The spirit made the jump to England in earnest when the Dutch-born William of Orange took the English throne in 1689. His government encouraged domestic distilling and placed heavy tariffs on French brandy, creating perfect conditions for gin to flourish. The English shortened “jenever” to “ginever” and then simply to “gin.” Within a few decades, cheap gin flooded London, leading to the notorious Gin Craze of the early 1700s, when consumption spiraled so far out of control that Parliament passed multiple acts trying to restrict it.

From Rough Spirit to London Dry

Early English gin was not a refined product. The base spirit was often harsh and full of impurities, so distillers masked the rough flavors with sweeteners like liquorice, aniseed, or lemon. This sweetened style eventually became known as “Old Tom” gin, a broad category that covered most pre-modern gins. In the early days, sweet and aromatic botanicals did the heavy lifting. As sugar became cheaper in the mid-to-late 1800s, distillers shifted to simply adding sugar directly.

The real transformation came in 1830 when an Irish inventor named Aeneas Coffey patented a revolutionary continuous still. His design separated the distillation process into two vertical columns, one for stripping alcohol from the wash and one for purifying it through a series of metal plates fitted with valves. This produced a far cleaner, more neutral spirit in a single continuous operation rather than in batches. Coffey’s still spread to nearly every large grain distillery in Britain, and the cleaner base spirit it produced meant distillers no longer needed sweetness to cover up bad flavors.

By the end of the 19th century, unsweetened “dry” gin was gaining ground, driven partly by the growing fashion for dry champagne in England. These clean, juniper-forward gins were close in style to what we now call London Dry. Old Tom didn’t vanish entirely. A handful of brands survived into the 20th century, typically containing 2 to 6 percent sugar and made mostly for export to Finland, Japan, and parts of the United States. But London Dry became the dominant style worldwide.

Gin and Tonic: A Colonial Medicine

Gin’s most famous pairing has medicinal origins, too. In the 19th century, British soldiers and sailors stationed in tropical colonies faced constant risk of malaria. Quinine, a compound extracted from tree bark that disrupts the malaria parasite’s ability to reproduce, was the best available preventive treatment. It was dissolved into tonic water, but the taste was intensely bitter and unpleasant.

The practical solution was to mix the tonic with gin, lime, and sugar. British military doctors had already discovered that adding citrus peels helped prevent scurvy, so the combination served double medicinal duty. The gin and tonic as we know it was essentially born in India, distributed by the Royal Navy as a health measure that happened to taste good enough to survive long after quinine was no longer the frontline malaria treatment. Modern tonic water contains far less quinine than the colonial version, making it more of a flavor note than a medicine.

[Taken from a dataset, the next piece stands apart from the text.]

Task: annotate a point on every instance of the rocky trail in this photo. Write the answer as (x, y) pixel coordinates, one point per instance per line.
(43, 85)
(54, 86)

What Makes Gin Legally “Gin”

Today, gin’s identity is defined by law. Under European Union regulations, gin must be a juniper-flavored spirit made by flavoring ethyl alcohol of agricultural origin with juniper berries, bottled at a minimum strength of 37.5 percent alcohol by volume. Juniper must be the predominant taste, the single sensory characteristic that distinguishes gin from other spirits.

That juniper flavor comes from the berry’s volatile oils, which are rich in compounds called pinenes (responsible for the piney, resinous notes), sabinene (woody and spicy), and limonene (citrusy). These make up the bulk of juniper’s aromatic profile and are why gin tastes unmistakably like gin, whether it’s made in London, Amsterdam, or anywhere else. Beyond juniper, distillers are free to add other botanicals, which is why modern gins range from floral and citrus-forward to spicy and herbaceous. But without juniper in the lead, it’s not gin.